Humberto Rodriguez González. “We’ll take the purest Olympic principles to Athens”
“Cuban sports move beyond muscle enhancement and physical competition; it also serves to cultivate cultural and human values that highlight its successes. The Cuban delegation will carry a message a peace, friendship and solidarity,” said Humberto Rodriguez Gonzalez, president of Cuba’s National Institute of Sports, Physical Education and Recreation (INDER is the acronym in Spanish), in an exclusive interview with Excellences magazine.
A young, well-built and jaunty-looking Mr. Rodriguez is convinced about the usefulness of sport activities as tools to strengthen ties and unity among peoples. The following excerpts contain the basic elements Mr. Rodriguez broached in the interview.
How has Cuba been training for the upcoming Olympic Games in Athens? Preparations began at the end of the 2000 Games in Sydney, where we finished among the top-ten countries, another proof that laid bare the tremendous world sport power that Cuba is. We grabbed 29 medals in Sydney; 11 gold medals, 11 silver medals and 7 bronze medals, and paved the way for diversification as we competed in some sports for the first time. Since then, we sketched out a program with new training methods and tailor-made aide to athletes. We’ve also strengthened ties among athletes, their trainers, their physical therapists, psychologists and relatives. That’s why we’ll be taking a hundred less athletes to Athens, but the ones that made the grade are better prepared and trained.
What will be Cuba’s greatest chances or best possibilities in Athens? All eyes are glued on the United States, Europe and, to a lesser degree, in Asia. Those are far-off nations that have put hurdles to our previous sport exchanges and have forced us to take on wiser training for this Olympic cycle, to make a more efficient use of our financial, human and material resources. On the other hand, we’ve seen better results in the sixteen sports we’ll be competing in Athens. We expect to achieve unprecedented success in certain disciplines, like diving, kayaking and cycling, coupled with the usual results we’ve always accomplished in boxing, baseball, women’s volleyball and judo, freestyle wrestling, and track and field. This diversity marks the kind of development we’ve attained.
Why does Cuba consider the success of Latin American, Caribbean and Third World athletes as its own? For Cuba’s sports movement is a great satisfaction to have dispatched trainers to over fifty countries around the world. That figure exceeds 5,000 experts. That means that many athletes competing for other countries are being coached by Cuban trainers. And that’s why we see their medals as our own. If these results are achieved by sportsmen and sportswomen from Latin America, the Caribbean and the Third World, then we wallow twice as much in those achievements because those are the medals of solidarity, friendship and humanity that Cuba fosters.
How is that Cuban aid to developing countries actually realized? Contributions are plentiful. For instance, there are some 1,300 students from 71 countries taking courses in our schools of sports, most of them hailing from Africa and Latin America. In addition to that, there are post-graduation courses in competition and high-performance results, as well as in sports medicine, rehabilitation, physical education and recreation.
Our physicians and therapists are working in several countries, too.

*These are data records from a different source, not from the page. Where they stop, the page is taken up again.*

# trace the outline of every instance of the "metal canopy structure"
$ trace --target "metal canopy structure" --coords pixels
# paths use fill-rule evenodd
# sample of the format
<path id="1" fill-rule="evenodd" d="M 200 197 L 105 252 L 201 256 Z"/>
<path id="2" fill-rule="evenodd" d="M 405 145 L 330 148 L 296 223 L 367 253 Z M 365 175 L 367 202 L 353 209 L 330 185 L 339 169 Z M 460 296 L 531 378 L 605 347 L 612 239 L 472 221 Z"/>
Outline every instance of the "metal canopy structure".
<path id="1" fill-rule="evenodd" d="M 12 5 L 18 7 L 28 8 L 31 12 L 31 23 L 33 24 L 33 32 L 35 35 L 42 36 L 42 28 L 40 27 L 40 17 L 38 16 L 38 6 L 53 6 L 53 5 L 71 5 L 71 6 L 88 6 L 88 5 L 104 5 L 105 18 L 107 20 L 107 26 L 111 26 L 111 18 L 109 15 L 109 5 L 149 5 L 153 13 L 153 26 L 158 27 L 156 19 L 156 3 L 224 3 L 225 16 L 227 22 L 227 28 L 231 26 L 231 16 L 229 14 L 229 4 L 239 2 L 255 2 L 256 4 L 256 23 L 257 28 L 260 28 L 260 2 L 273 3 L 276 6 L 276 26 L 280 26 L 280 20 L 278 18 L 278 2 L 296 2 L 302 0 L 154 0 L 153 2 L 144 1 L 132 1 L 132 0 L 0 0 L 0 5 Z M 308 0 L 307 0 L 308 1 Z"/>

We also provide assistance in anti-doping techniques –let’s remember that our Anti-Doping Lab is now internationally certified. We’ve also opened courses on sports management with consultations from different ministers and authorities from countries we’ve signed agreements with.
What are the most outstanding values of those Cuban athletes that will attend the Olympic Games in Athens? The Cuban delegation is made up of young athletes, averaging 24 years of age and many of them taking part in their first Olympics ever. In addition to their sport formation as athletes, we must underscore these youngsters’ human values and overall education. They also enjoy cultural activities, and that’s something we focus on strongly in an effort to make them better, more fully developed human beings.
For the oncoming school period, high-performing sportsmen will enroll in fifty different college courses. That’ll guarantee a future life for them after they retire from active sports. These athletes are also marked by their modesty, humbleness and moral commitment to their homeland because they carry the values that we Cubans are characterized by.